Don McKay, 'West Side Story' Actor, Dies at 93
He was not on the list.
Don McKay, an actor, singer and dancer who portrayed Tony in
three early productions of West Side Story, died Wednesday in Manhattan. He was
93.
In 1957, McKay played Tony in the backers' auditions for
West Side Story on Broadway when Cheryl Crawford was the producer, then
auditioned for the role after Harold Prince and Robert Griffith had taken over.
When the musical opened Sept. 26, 1957, Larry Kert had the part,
but director-choreographer Jerome Robbins hired McKay to star opposite Marlys
Watters as Maria and George Chakiris as Riff for the London production at Her
Majesty’s Theatre. It opened in December 1958, and McKay missed just three
performances in three years.
"Some kids saw the show 60 times," McKay said in a
1969 interview. "I met the Queen Mother, but I was too young to be very
much impressed."
The square-jawed, handsome performer later starred in the
original Tokyo production of West Side Story and in a 1964 revival at the City
Center in New York.
McKay also played Gabey in a 1963 London production of
Leonard Bernstein's On the Town; performed with Judy Garland in A Star Is Born
(1954) during her "Gotta Have Me Go With You" number; and sang in 1956
on Washington Square, an NBC variety series starring Ray Bolger.
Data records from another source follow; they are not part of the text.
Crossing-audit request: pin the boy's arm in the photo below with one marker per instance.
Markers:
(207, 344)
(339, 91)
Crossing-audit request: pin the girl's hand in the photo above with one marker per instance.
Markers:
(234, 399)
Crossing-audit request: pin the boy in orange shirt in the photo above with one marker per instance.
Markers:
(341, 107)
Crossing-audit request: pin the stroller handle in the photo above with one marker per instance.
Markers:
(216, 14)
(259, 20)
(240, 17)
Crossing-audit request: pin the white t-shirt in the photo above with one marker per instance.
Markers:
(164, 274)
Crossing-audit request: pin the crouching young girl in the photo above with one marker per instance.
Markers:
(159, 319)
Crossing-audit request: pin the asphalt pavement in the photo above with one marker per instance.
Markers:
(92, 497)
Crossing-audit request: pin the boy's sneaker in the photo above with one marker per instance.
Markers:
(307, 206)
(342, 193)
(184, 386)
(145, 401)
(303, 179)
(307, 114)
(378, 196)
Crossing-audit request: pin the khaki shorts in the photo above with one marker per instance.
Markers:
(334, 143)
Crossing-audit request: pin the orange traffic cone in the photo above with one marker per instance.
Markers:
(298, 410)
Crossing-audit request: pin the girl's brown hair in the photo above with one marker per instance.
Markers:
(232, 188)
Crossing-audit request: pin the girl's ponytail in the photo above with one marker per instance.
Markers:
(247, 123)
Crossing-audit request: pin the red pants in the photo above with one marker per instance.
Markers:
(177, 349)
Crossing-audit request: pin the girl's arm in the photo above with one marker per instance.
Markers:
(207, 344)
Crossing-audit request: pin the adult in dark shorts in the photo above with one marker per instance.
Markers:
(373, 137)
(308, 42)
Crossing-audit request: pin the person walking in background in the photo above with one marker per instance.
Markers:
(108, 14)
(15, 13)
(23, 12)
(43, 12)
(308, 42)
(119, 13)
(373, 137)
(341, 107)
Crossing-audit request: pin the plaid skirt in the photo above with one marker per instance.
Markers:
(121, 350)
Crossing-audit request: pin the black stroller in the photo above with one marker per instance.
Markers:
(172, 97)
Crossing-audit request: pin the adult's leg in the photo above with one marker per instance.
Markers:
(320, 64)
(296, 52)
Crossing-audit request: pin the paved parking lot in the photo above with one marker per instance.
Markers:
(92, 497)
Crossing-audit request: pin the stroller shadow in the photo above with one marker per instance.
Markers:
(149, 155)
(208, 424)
Born Jan. 28, 1925, in Buttermilk Hill, W.Va., McKay
received a scholarship for private voice lessons and briefly attended Roosevelt
College in Illinois.
He started his career as a nightclub singer and a member of
composer-lyricist Hugh Martin’s vocal group, The Martins. In 1951, he appeared
on Broadway in the chorus of Make a Wish, with lyrics and music by Martin, and
was a singer in Johnny Mercer's Top Banana.
He did a Show Boat studio recording with Shirley Bassey in
1959 and then took acting lessons from Sanford Meisner.
More recently, McKay was interviewed by filmmakers working
on a documentary about the original Broadway production of West Side Story. He
showed them his scrapbooks and the original Arthur Laurents script in which
Tony does not die.
Jane Klain of the Paley Center for Media in New York
reported McKay's death. Survivors include his longtime partner, Jessie Dunston.